Another one of Williams’ colleagues at both UC Davis and the Bodega Marine Laboratory, professor Gary Cherr, gave multiple examples of Williams’ leadership and successes at the Bodega Marine Lab.

“She was instrumental in working out details to bring four new faculty residents to the Bodega Marine Lab, which was a big deal at the time,” Cherr said. “She was also instrumental in acquiring our research vessel; it’s a 42-foot unique vessel and it’s something that she worked at both with financing and the details for us to be able to have a research vessel for coastal oceanography.”

According to Cherr, Williams also wrote up a proposal that received funding for “top undergraduates all over the country to come to the Bodega Marine Lab to study for eight weeks.”

Another influential program Williams brought to the Bodega Marine Lab was one under the National Science Foundation. Cherr said that this program benefited numerous people across a spectrum.

“This was a program that would take graduate students’ research and have the graduate students incorporate it into K-12 schools locally in the school systems,” Cherr said. “It was a benefit for both graduate students and the K-12 students because the graduate students and Susan would work really closely with teachers that were in the classroom so they could meet the core curriculum they were required to meet in science with a hands-on approach.”

When asked what made Williams unique, Cherr said that she appreciated work even if she didn’t fully understand it.

“She understood and appreciated the interdisciplinary nature of what others did,” Cherr said. “She could look over somebody that was doing biochemistry or molecular biology and could appreciate the value of that, even though she might not completely understand it. I think she always had the big picture in mind.”
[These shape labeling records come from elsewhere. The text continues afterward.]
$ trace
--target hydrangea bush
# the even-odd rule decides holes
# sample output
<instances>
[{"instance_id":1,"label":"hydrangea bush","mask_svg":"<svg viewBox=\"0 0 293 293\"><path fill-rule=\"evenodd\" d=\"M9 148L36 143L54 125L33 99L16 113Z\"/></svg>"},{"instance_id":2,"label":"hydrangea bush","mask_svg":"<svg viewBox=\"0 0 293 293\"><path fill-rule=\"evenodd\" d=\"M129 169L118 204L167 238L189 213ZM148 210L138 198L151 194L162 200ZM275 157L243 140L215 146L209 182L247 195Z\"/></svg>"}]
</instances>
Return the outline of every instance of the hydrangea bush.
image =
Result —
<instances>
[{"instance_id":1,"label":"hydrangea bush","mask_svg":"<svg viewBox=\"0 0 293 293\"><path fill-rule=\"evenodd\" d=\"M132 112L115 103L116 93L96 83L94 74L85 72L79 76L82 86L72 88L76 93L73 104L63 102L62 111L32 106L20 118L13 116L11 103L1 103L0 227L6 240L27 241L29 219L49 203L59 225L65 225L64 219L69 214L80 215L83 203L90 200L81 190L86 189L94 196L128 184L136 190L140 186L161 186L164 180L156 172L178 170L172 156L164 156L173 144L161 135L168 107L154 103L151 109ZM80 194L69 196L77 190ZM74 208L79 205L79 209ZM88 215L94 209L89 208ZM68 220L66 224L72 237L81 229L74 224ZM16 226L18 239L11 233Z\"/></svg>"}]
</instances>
Hill described the ways in which she would remember Williams and the long-lasting impact Williams had on her.

“I will remember Susan as being an incredibly strong woman who also was deeply caring and fun and funny,” Hill said. “She supported people and saw people as whole people — we weren’t just scientists at work, she understood that we had other things going on in our life. She was like that too: she had a full, amazing life and an amazing husband and an amazing family and wonderful adventures around the world. I think that’s something we should all strive to do.”